Tim Waterstone yesterday promised a root and branch shake up of the "deadening culture" at WH Smith if his takeover proposals for the record shops to stationery group are reconsidered. Speaking for the first time since his audacious highly leveraged takeover plan was rejected out of hand by the company, he outlined his vision for transforming WH Smith's underperforming high street shops.

Countering the company's claim that his bid proposals would simply saddle the group with unwanted debt, he promised to sell the Our Price record shops to WH Smith's partner, Virgin, and to dispose of its American operations. That would reduce the pounds 1bn of debt that SBC Warburg, Waterstone's adviser, has proposed raising to fund the deal.

Making those disposals was not critical to the success of the takeover arithmetic, Mr Waterstone said. But he admitted that, for his proposals to make sense, he would have to generate like for like sales growth from the core retail chain of 4 to 5 per cent a year, compared to the current flat performance.

"It is a complete tragedy to watch this foremost retail brand go backwards at a rate of knots," Mr Waterstone said, as he promised to transform WH Smith's drab, underperforming high street shops by focusing on "books, news and beautiful stationery".

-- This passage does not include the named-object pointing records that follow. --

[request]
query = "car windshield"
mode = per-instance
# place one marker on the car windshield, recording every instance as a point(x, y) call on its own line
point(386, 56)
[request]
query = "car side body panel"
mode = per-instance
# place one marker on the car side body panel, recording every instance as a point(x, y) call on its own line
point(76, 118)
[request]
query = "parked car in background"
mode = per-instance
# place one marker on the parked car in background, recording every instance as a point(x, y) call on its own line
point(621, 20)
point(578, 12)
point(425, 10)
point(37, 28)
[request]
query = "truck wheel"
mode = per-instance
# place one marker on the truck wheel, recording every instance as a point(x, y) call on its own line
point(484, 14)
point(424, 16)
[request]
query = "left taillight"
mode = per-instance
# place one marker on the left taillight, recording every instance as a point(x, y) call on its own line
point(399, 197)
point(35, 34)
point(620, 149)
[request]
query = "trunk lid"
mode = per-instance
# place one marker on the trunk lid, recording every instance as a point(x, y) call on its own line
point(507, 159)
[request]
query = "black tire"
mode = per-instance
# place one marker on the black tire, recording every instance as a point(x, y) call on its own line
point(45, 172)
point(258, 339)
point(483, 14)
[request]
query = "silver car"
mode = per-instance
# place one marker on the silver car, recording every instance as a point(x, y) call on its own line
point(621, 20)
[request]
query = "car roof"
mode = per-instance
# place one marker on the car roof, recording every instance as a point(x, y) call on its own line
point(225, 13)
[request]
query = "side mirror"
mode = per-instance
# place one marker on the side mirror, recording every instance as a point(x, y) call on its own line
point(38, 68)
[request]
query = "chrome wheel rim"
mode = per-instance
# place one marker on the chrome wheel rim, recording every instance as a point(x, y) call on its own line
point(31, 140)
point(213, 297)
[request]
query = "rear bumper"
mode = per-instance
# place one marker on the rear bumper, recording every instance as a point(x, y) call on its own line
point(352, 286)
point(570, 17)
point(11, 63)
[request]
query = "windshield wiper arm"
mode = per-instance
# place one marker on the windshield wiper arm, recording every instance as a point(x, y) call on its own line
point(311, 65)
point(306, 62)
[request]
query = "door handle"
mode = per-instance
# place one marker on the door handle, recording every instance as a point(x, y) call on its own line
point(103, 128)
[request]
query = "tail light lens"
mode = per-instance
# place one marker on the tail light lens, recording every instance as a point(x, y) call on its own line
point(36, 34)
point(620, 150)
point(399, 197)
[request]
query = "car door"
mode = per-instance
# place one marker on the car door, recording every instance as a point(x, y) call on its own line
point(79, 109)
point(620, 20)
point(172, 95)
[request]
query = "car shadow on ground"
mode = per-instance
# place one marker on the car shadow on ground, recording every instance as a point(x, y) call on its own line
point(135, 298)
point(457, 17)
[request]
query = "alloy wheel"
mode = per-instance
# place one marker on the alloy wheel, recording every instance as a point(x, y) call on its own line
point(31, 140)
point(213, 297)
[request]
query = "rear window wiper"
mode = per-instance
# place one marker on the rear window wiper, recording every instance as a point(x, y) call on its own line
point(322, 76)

He said videos and music would be ditched as WH Smith focused on its three main product lines. Ranges would widen, the quality of staff would be improved and buying would get better. "Smiths used to do it well. We would concentrate on its old values," he added. "You completely change the culture, you Waterstone it."

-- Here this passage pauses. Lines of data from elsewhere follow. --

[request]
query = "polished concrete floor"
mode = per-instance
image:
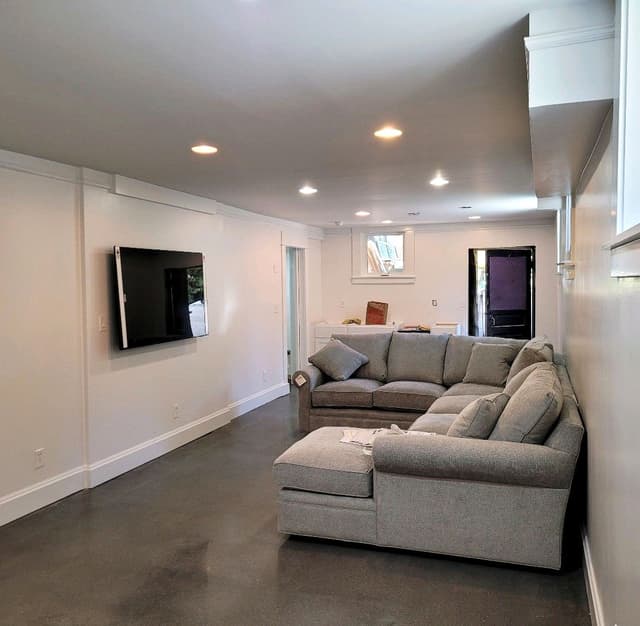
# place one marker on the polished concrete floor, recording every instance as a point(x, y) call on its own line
point(191, 539)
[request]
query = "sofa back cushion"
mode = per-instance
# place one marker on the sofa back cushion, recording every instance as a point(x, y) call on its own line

Transforming the chain would require beefing up the book section, enlarging the news offering to become the "authoritative newsagent again" and taking the stationery range upmarket. Smith, with more than 500 shops, has been losing market share to supermarkets, which sell many similar lines.

Mr Waterstone's proposals, which envisaged a 200p a share cash payment to WH Smith shareholders, together with a share in a heavily borrowed acquisition vehicle, were still being treated with scepticism in the City yesterday. Analysts and WH Smith's large shareholders said they were waiting for concrete proposals to be tabled.

Despite Mr Waterstone's claim yesterday that WH Smith chairman Jeremy Hardie had been interested in his proposals as late as Tuesday afternoon, it was not felt that the company had acted hastily in dismissing the plan without putting it to shareholders.

One leading shareholder, who wanted to remain anonymous, said: "There is often a lot of sound and not much light in these situations. If there is something credible we would like to explore it, but we have a slight feeling that this is the 1980s all over again."

He added that, while new chief executive Richard Handover had a lot to prove, he should retain shareholders' support.

John Richards, an analyst at NatWest Markets, was equally sceptical: "We don't regard it as a serious offer and taking on that level of debt is potentially problematical for a company with strategic issues to resolve."

He questioned whether Mr Waterstone had the experience or ability to run a public company of WH Smith's size.

The Waterstone team also hit back at the assumptions made by WH Smith in its rejection on Wednesday. It denied putting a valuation of pounds 35m on Mr Waterstone's latest retail venture, the Daisy and Tom children's store on London's King's Road.

That figure, it said, was inferred by WH Smith from its proposal and, if true, implied a valuation of pounds 1.6bn for the group, a substantial premium to its current market value. It also questioned WH Smith's calculation of advisers' fees of pounds 34m.